Wouldn’t believing in the Constitution and the authors of that Constitution demand we do the same to its history as they did to the history of the English Constitution?

Dr. Fuller: I mean no disrespect to Dr. Higgs. I’ve never met him, but I’ve heard only good things about him. I suppose I just have a Calhounian understanding of what it means to be an American. I don’t conceive of America as a social contract that we can, or should, simply opt out of when the other party fails to live up to its side of the bargain.

As for the Constitution, to be perfectly honest, Dr. Birzer, I think the political Right in our country is on the wrong track. The Constitution is not directly what needs to be defended. What needs to be protected is goodness and decency, and since the Constitution is a document that is based on good and decent principles, a defense of it just naturally comes along for the ride when we argue on behalf of what is right.

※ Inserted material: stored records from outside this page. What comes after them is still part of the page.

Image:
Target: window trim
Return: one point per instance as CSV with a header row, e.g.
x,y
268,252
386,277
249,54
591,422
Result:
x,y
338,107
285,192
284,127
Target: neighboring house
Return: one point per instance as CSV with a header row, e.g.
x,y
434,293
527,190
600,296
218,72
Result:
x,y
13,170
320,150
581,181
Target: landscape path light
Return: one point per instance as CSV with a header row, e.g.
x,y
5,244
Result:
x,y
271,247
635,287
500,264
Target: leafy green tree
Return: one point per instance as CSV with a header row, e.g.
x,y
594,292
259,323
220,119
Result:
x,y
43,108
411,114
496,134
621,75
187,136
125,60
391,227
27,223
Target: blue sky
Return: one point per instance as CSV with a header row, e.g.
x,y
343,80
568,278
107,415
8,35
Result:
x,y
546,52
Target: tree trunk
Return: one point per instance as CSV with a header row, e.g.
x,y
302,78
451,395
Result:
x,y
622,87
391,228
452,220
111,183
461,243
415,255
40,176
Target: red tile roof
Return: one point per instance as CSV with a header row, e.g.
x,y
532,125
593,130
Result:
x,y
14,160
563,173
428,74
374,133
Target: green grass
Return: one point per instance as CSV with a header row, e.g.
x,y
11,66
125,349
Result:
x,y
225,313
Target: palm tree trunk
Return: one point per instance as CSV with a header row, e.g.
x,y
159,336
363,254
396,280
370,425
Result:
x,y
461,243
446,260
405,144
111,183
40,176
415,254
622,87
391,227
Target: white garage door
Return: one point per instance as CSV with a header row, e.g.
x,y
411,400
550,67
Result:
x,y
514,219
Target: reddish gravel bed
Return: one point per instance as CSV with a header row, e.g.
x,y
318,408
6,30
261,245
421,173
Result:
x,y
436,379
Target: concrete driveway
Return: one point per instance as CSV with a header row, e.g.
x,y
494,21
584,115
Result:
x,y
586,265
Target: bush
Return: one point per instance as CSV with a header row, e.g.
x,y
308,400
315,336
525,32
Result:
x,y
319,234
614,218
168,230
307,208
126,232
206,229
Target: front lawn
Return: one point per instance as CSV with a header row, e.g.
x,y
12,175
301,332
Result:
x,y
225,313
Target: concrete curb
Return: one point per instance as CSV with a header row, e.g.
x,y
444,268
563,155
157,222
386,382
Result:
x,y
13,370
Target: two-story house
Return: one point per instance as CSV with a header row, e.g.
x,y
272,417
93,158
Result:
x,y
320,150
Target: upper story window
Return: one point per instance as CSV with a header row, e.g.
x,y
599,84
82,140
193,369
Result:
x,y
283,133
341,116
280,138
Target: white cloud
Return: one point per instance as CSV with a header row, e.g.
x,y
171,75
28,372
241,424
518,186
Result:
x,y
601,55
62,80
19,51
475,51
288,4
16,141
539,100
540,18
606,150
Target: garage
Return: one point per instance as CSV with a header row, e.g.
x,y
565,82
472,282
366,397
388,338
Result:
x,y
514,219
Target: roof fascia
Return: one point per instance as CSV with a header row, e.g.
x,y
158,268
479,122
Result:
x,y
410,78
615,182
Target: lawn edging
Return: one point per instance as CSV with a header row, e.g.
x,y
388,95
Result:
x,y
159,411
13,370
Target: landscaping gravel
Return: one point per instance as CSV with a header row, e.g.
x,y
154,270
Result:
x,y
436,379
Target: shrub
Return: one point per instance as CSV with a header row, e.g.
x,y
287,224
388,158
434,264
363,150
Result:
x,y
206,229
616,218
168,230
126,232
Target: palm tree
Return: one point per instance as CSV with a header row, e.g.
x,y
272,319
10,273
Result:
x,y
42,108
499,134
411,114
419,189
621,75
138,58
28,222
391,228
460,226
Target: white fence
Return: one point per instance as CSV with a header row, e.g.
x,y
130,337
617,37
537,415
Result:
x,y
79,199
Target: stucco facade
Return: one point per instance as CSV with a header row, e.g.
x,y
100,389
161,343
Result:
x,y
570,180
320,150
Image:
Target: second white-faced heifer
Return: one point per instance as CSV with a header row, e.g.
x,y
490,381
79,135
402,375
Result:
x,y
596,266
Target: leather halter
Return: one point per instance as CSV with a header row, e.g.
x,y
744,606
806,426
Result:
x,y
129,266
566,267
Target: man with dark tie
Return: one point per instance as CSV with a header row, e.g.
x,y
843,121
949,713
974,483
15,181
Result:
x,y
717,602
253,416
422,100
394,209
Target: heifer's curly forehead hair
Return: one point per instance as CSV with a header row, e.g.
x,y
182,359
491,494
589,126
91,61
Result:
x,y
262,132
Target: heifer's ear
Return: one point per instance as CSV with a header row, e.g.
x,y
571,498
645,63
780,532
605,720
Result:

I’m entirely with you on the value of experience. But I think too many conservatives and libertarians have become oblivious to our experience. Many ignore the fact that the 1960s transformed the context of American politics. Challenging progressivism is no longer a matter of defending the Constitution. What we have to contend with now is what Lionel Trilling called the “Adversary Culture.” This culture is winning. But it is not winning because it has no regard for our Constitution. It is winning because while it is destroying everything that is good and decent, the political Right is distracted with its intense worry about the fate of the Constitution. But the Constitution is not what the New Left is seeking to destroy. I don’t think they care much about it one way or another. The folks of that culture will attribute things to the Constitution when it suits them and will advocate going beyond it when they can find no constitutional basis for their means and ends. What we have to fight for is human nature and the American heritage. And since the Constitution is designed with human nature in mind, and because the Constitution is our heritage, we’ll be preserving it too.

Dr. Birzer: Well, Dr. Fuller, I can’t disagree with you too much. A constitution without a soul is a corpse. We seem to be missing the soul at the moment.